And that's why I think these designers are so crappy.  That's exactly what they're trying to do - take a small design and try to fit it on to an average sized body.  What they should be doing, instead, is looking at who they're designing for and go ahead accordingly.  It then wouldn't be so hard.  They wouldn't have to make changes and accommodations because they'd be working with a good design in the first places.  That's the mark of a good designer and very few people on PR measure up.  Pun intended!  😄 

YES!  You just stated what I was trying to say but didn't.  Designers that only have one style or type of design aren't really designers, they are sewers who've found their niche.  Women with boobs can't wear dresses or tops with tiny triangles of fabric.  Most women do NOT want their hips and butts to look bigger.  That black and white dress they loved would ONLY work on the skinny model.  Anyone with an actual shape would have looked ridiculous.  Most women are not 5' 10" or above and not all short people are also tiny.  A lot of the designers don't put on sleeves (which, for some reason, even thin women want occasionally🙄) because it is extra work to fit them properly.  

When Christian won his season, I didn't have that high of hopes for him because it seemed really focused on fashion for very thin women.  He has since really grown as a designer and really makes clothes a lot of people could actually wear.

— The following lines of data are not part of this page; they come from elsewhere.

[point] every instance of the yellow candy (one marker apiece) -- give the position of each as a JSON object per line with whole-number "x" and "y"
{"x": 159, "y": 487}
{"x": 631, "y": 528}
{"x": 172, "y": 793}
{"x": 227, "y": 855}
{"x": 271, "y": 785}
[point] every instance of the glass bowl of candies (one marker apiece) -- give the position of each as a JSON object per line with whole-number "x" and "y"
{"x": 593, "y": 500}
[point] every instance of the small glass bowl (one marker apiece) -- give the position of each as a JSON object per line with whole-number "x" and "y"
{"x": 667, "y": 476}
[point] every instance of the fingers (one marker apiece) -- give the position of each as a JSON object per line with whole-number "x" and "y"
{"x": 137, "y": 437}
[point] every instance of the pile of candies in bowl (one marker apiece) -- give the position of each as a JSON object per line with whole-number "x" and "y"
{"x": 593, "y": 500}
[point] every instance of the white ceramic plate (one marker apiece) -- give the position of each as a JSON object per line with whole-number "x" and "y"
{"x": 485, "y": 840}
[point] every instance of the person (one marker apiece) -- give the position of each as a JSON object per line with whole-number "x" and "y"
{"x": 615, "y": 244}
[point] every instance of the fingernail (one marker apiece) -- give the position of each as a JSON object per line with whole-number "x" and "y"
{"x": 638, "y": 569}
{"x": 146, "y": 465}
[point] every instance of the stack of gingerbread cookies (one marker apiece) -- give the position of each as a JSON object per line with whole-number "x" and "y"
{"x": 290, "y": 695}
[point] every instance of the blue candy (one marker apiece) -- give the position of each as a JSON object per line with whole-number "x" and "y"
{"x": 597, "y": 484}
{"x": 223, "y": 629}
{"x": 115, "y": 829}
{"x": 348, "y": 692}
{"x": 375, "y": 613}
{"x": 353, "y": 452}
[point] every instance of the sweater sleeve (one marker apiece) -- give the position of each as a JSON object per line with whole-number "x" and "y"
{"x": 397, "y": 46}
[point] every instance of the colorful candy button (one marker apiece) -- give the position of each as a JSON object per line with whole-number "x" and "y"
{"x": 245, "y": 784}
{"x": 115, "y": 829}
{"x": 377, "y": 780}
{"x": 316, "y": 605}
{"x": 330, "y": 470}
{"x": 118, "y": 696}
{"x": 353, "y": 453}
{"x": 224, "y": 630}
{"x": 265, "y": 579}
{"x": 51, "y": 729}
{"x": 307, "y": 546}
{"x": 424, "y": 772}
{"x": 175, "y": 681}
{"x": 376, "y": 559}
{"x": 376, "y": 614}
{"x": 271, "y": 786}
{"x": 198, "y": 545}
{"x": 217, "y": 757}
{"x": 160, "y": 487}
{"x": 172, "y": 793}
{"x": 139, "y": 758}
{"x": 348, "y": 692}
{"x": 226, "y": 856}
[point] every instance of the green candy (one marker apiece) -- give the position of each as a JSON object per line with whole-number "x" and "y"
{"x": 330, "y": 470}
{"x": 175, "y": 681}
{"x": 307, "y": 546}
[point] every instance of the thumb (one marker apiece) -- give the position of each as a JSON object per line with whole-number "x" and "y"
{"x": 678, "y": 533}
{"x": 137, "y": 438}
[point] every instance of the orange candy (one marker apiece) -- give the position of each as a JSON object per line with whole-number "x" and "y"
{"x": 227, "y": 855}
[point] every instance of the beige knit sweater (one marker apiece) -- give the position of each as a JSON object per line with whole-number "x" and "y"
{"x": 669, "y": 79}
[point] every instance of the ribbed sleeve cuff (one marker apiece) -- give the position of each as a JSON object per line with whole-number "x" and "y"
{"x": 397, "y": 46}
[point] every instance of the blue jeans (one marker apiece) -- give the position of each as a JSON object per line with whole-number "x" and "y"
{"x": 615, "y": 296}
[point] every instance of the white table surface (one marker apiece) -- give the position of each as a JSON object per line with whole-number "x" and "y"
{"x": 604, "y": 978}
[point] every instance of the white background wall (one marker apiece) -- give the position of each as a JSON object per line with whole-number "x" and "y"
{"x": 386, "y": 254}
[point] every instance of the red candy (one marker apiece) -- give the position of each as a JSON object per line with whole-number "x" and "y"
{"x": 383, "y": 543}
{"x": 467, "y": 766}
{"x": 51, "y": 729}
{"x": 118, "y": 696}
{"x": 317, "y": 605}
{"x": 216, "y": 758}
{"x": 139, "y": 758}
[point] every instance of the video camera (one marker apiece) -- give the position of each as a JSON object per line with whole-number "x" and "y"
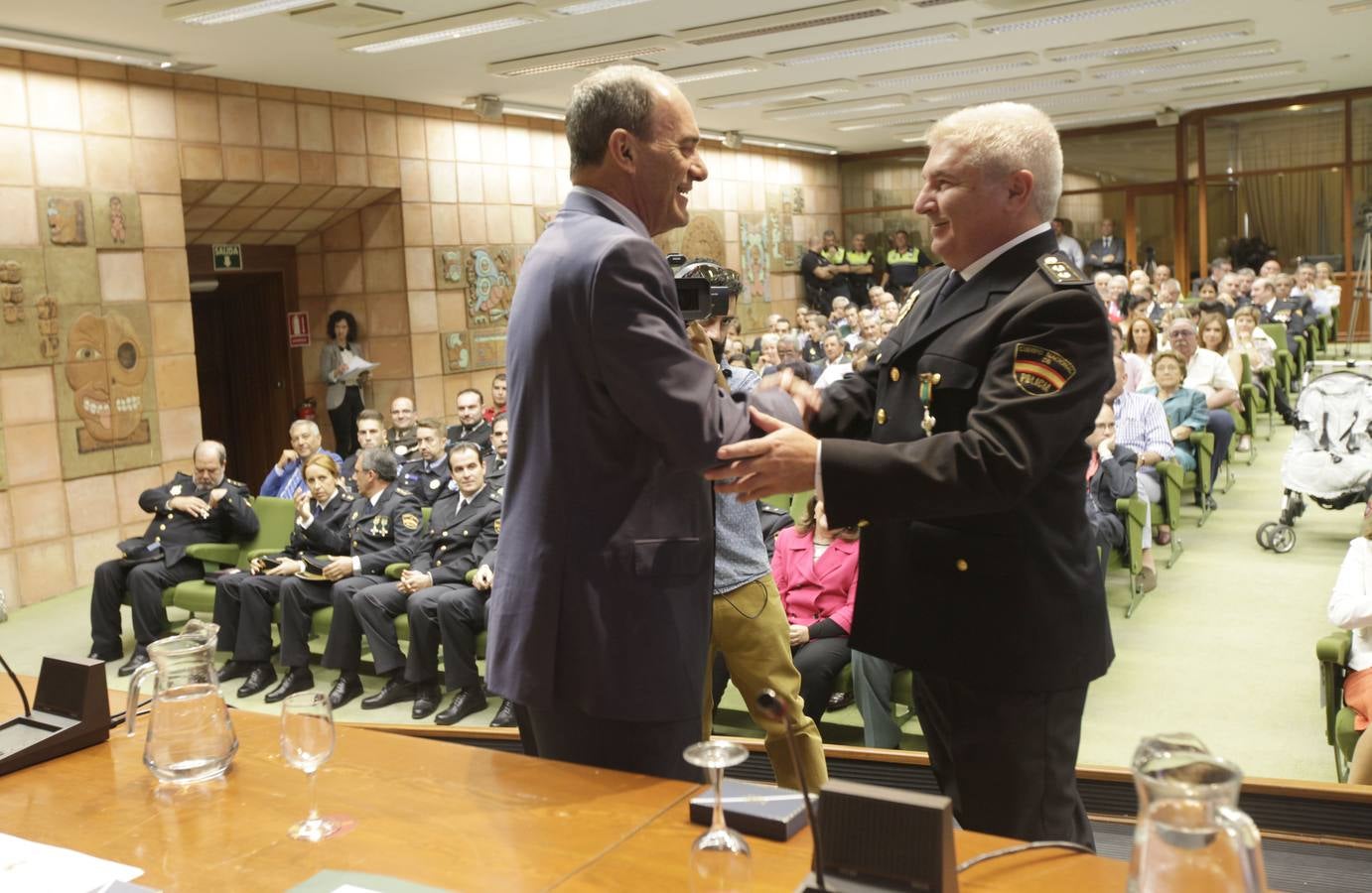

11 hours ago, AntAnn said:

Raises hand because I’m almost 63. Pick me! Someone besides their mom, or a relative, because that has to be too emotional. I’d be the perfect stranger.

Yes, just because older women tend to want things like actual sleeves, bodices that aren't open to the navel, and micro mini skirts does not meant we want beige muumuus!  Older women can wear color!  They can wear print!  They can even wear body conscious dresses that show they have a shape and (gasp) sex appeal without cramming themselves in to some spandex horror that exposes every bump and bulge.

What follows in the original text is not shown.